A very important aspect of healthcare administration is avoiding
never events as these are termed. Give an example of a
never event, and explain how you would respond to such an
event taking place in your own healthcare facility. Also, as
hospital CEO, how would you work to prevent never events in your
organization moving forward?
According to the national quality forum, never events are errors in medical care that are clearly identifiable, Preventable,and serious in their consequences for patients and that indicate a real problem in the safety and credibility of a health care facility.never events examples of include surgery on the wrong body part; foreign body left in a patient after surgery; mismatched blood transfusion; major medication error; severe pressure ulcer acquired in the hospital; and preventable post operative deaths.
With the key motive to improve accountability and safety in health Care delivery,it is my humble observation that we have a long way to go in reducing preventable harm in hospitals and the health system in general.
A never event is the kind of mistake ( medical errors) that should never happen in the field of medical treatment.
The leapfrog group suggested for actions to be taken following a never event.
1 apologize to the patient
2 report the event
3 perform a root cause analysis
4 walve costs directly related to the event
Prevent never events
* Build a culture that encourages transparency, teamwork and accountability.
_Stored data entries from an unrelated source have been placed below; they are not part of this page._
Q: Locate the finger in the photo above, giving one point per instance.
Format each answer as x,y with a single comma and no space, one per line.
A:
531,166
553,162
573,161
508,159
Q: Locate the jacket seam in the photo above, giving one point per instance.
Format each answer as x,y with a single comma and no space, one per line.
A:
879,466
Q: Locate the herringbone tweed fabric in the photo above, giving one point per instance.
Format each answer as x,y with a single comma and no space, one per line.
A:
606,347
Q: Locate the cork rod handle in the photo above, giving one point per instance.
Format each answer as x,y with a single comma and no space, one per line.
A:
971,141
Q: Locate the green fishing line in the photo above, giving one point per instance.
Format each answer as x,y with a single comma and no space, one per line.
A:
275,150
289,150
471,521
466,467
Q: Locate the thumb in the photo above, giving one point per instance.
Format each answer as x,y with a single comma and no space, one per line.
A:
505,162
* provide education and competency programs for adverse event risk areas.
* Collaborate with referral sources to stress the importance of full and complete information during transfers.
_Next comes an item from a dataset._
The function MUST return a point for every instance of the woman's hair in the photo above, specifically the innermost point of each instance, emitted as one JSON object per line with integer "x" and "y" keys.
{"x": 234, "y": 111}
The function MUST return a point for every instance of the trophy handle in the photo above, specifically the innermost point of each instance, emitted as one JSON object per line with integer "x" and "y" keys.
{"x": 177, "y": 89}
* utilize a standard document or data elements when transferring residents to medical appointments and or other levels of care.
* engage residents and or caregivers
. Ask question about
. conditions/ treatments
. check medication allergies
. encourage caregivers to keep a list of
Medications
. include the plan of care
* review adapt or implement a systematic process on medication safety systems:
. refer to adverse event tools
* consider the role of the pharmacist.
* consider the process around verbal orders.